Crown Resorts has formally rejected a takeover offer from one of its potential suitors.
The Australian Financial Review reports that Blackstone’s takeover offer, valued at $8.3 billion, has been rejected, but The Star’s merger proposal remains in play.
The James Packer-backed casino operator told the ASX that the US private equity firm’s revised offer of $12.35 a share, up from the initial offer of $11.85, still “undervalued” the company and was “not in the best interests of shareholders”.
Stock in the company edged up 0.28 per cent $13.07 in mid-morning trade on Monday.
The rejection of the Blackstone offer came moments before public hearings commenced at Victoria’s royal commission into Crown’s suitability to hold a licence at its Melbourne casino on Monday morning.
The Victorian probe was sparked by the NSW Bergin inquiry, which found the company unfit to open its $2.2 billion Barangaroo casino because the company facilitated the laundering of hundreds of millions of dollars linked up with Asian triads via its high roller junket program.
The Crown board, led by executive chairman Helen Coonan, concluded Blackstone’s offer was inadequate after taking “considered feedback from shareholders” and advice from financial and legal advisers.
The board also said it believed Blackstone faced significant uncertainty as to the timing and outcome of the regulatory approval processes.
Crown said Blackstone’s revised proposal “as currently understood presented an unacceptable level of regulatory uncertainty for Crown shareholders.”
The decision comes days after Perpetual’s head of equities urged Crown to open its data room to kick off the formal sale process on Thursday.
Perpetual holds eight per cent of the company.
Crown Board cools off Blackstone takeover talks
Mr Packer, who has not made public comments on the takeover or merger proposals, holds 37 per cent of Crown’s stock.

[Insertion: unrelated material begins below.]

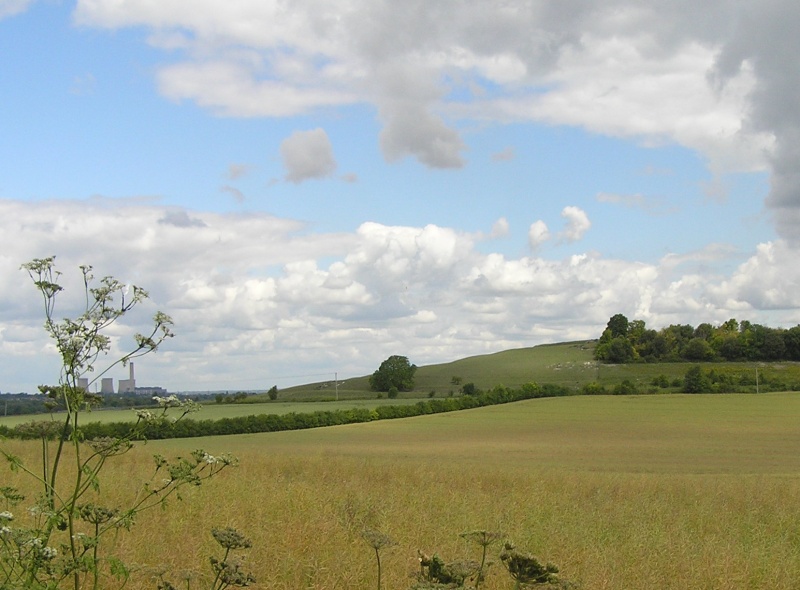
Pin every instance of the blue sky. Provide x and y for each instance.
(308, 190)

But the “board unanimously concluded that the Revised Proposal undervalues Crown and is not in the best interests of Crown’s shareholders”, the company said.
“The board has had regard to discussions with Blackstone and various legal authorities. The board has considered feedback from shareholders.”
Blackstone’s timeline for gaining regulatory approval from the NSW gaming regulator also played into the board’s decision to reject the offer.
“Despite Blackstone’s modification of these conditions, the board believes there is significant uncertainty as to the timing and outcome of the regulatory approval processes.
“As a result, the conditions of the revised proposal as currently understood present an unacceptable level of regulatory uncertainty for Crown shareholders,” the company said.
Separately, Crown Resorts also told the market it was still assessing The Star merger proposal and “has requested Star to provide certain information to allow the Crown Board to better understand various preliminary matters.”
The company advised shareholders it did not need to take any action in relation to the merger proposal at this stage because “there is no certainty that the merger proposal will result in a transaction.”
In mid-April, investment company Oaktree proposed to takeover Crown, with details of an investment funding of nearly $3 billion to Crown in order to buy back “some or all” of the shares held by CPH.
Oaktree would “provide a funding commitment of up to A$3 billion to Crown via a structured instrument, with the proceeds to be used by Crown to buy back some or all of the Crown shares, which are held by CPH on a selective basis.”
CPH holds a share ownership in Crown of about 37 per cent, making Mr Packer the largest investor in the nation’s largest gaming group.
Mr Packer’s influence over the Crown board as majority shareholder has been scrutinised by a NSW probe into the casino that determined the company was not suitable to hold a gaming licence in the state because of evidence of mismanagement and money laundering.
Findings from the NSW Independent Liquor and Gaming Authority inquiry also found Mr Packer was not a suitable person to be associated with the casino.